Long Short Term Memory/
│
├── LSTM-Model/
│   ├── main.py                 ← Training loop, epoch management, weight save/load, plot generation
│   ├── model.py                ← LSTM forward pass, backward pass, weight initialisation, loss function
│   ├── data.py                 ← Shakespeare loader, character mappings, one-hot encoder, sequence builder
│   ├── generate.py             ← Text generation: seed priming + character-by-character sampling
│   ├── weights.py              ← JSON serialisation and deserialisation of full model state
│   ├── config.py               ← All hyperparameters and file paths in one place
│   └── shakespeare.txt         ← Full Shakespeare corpus (~1.1 MB)
│
├── Backend/
│   ├── matrix.c                ← C implementation of all matrix and activation operations
│   ├── matrix.dll              ← Compiled shared library (Windows); loaded via ctypes at runtime
│   └── matrix.py               ← Python ctypes wrapper — maps every C function to a Python-callable
│
├── weights/
│   └── weights_2layer.json     ← Full serialised model checkpoint (weights + epoch + LR)
│
├── Images/
│   ├── Architecture.png        ← Network architecture diagram
│   ├── loss.png                ← Cross-entropy loss curve over training
│   └── accuracy.png            ← Character-prediction accuracy curve over training
│
└── README.md

Installation & Setup

Ensure Python 3.x is installed. Install the two lightweight dependencies used only for plotting and data display:

pip install matplotlib

No other packages are required. The neural network, all matrix operations, all activations, and all gradient computations run on Python's built-in math and random modules plus the bundled C library.

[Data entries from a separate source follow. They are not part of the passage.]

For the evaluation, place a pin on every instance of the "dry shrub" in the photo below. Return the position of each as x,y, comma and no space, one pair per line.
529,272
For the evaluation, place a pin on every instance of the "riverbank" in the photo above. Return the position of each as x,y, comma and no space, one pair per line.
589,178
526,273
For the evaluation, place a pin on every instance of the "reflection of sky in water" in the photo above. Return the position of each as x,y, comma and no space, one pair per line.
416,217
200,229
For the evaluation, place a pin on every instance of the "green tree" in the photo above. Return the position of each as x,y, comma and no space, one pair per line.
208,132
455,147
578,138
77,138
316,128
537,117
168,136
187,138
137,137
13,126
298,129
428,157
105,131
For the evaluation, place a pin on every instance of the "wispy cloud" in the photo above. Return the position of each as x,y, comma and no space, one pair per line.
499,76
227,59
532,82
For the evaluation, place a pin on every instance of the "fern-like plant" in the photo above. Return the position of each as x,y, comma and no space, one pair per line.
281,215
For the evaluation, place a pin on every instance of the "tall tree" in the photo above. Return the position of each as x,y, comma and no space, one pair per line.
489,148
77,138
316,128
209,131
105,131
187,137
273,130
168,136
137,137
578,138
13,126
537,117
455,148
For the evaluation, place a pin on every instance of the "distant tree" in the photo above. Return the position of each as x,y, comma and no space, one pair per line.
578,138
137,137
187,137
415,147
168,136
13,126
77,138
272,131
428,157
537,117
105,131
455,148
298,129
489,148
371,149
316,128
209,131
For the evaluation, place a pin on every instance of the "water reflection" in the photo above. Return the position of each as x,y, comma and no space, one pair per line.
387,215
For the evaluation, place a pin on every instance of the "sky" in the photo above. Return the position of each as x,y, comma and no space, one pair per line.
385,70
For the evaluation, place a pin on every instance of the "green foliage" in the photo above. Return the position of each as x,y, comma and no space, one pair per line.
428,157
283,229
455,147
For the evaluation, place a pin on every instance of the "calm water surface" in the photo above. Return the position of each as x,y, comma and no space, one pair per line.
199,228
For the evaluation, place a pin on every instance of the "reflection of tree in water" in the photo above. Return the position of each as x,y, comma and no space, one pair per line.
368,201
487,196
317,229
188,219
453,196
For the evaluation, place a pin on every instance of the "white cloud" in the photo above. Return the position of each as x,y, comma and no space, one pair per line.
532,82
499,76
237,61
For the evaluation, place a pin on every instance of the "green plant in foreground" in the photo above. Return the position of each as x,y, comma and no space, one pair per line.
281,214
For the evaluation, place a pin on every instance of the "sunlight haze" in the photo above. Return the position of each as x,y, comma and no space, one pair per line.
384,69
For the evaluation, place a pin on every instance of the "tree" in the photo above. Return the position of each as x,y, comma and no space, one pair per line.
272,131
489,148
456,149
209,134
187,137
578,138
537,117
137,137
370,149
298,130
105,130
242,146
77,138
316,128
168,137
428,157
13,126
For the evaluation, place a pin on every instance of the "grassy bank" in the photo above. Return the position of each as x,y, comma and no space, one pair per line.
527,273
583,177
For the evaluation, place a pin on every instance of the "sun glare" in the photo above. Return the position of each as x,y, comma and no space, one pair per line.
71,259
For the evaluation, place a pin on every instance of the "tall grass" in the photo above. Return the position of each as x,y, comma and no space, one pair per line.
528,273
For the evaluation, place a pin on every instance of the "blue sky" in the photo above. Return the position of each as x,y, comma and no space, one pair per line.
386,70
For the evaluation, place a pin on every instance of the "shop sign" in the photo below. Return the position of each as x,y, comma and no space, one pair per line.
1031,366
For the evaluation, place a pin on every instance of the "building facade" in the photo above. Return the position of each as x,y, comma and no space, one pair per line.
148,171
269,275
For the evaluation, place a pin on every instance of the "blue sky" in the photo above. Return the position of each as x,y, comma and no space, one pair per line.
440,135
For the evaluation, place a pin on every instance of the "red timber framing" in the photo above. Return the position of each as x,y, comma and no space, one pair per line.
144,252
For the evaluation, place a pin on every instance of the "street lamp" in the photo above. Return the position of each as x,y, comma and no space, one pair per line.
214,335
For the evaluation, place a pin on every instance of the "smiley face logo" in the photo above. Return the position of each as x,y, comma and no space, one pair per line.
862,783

Platform note: The compiled backend (matrix.dll) targets Windows. On Linux or macOS, recompile matrix.c as a shared object:

# Linux
gcc -O2 -shared -fPIC -o Backend/matrix.so Backend/matrix.c

# macOS
gcc -O2 -dynamiclib -o Backend/matrix.dylib Backend/matrix.c

Then update the library path in Backend/matrix.py to point to the new .so / .dylib file.

How to Run

Navigate into the LSTM-Model/ directory and run the training script:

cd LSTM-Model
python main.py

What happens at runtime:

Data loading — shakespeare.txt is read and trimmed to 800,000 characters; a character vocabulary is built and all sequences of length 30 are prepared as input–target pairs
Initialisation — if weights/weights_2layer.json exists, the full model state is loaded and training resumes from the saved epoch; otherwise weights are Xavier-initialised and biases zeroed
Training loop — for each epoch, every sequence is processed one at a time: a forward pass runs through all 30 timesteps, then a backward pass on the final timestep updates all weights; loss and accuracy are logged every 100 sequences and every 1,000 steps
End-of-epoch — full weights are saved to JSON; a 100-character sample seeded with "ROMEO: " is printed to console
Completion — loss and accuracy plots are saved to Images/; five Shakespearean samples are generated from classic seeds

To generate text from a saved checkpoint without retraining:

# Run generate.py directly after loading weights in a short script,
# or interrupt main.py immediately — it loads saved weights before training begins.

Results & Visualisations

Final Epoch Metrics (Epoch 99)

Metric	Value
Per-character Cross-Entropy Loss	`1.2199`
Character-Prediction Accuracy	`63.78%`
Epoch Training Time	`~8 min 15 sec`
Sequences Processed	`~26,600`

Training Curves

Loss over Epochs — cross-entropy measured per character across the full training corpus, showing steady minimisation as the LSTM learns sequence structure.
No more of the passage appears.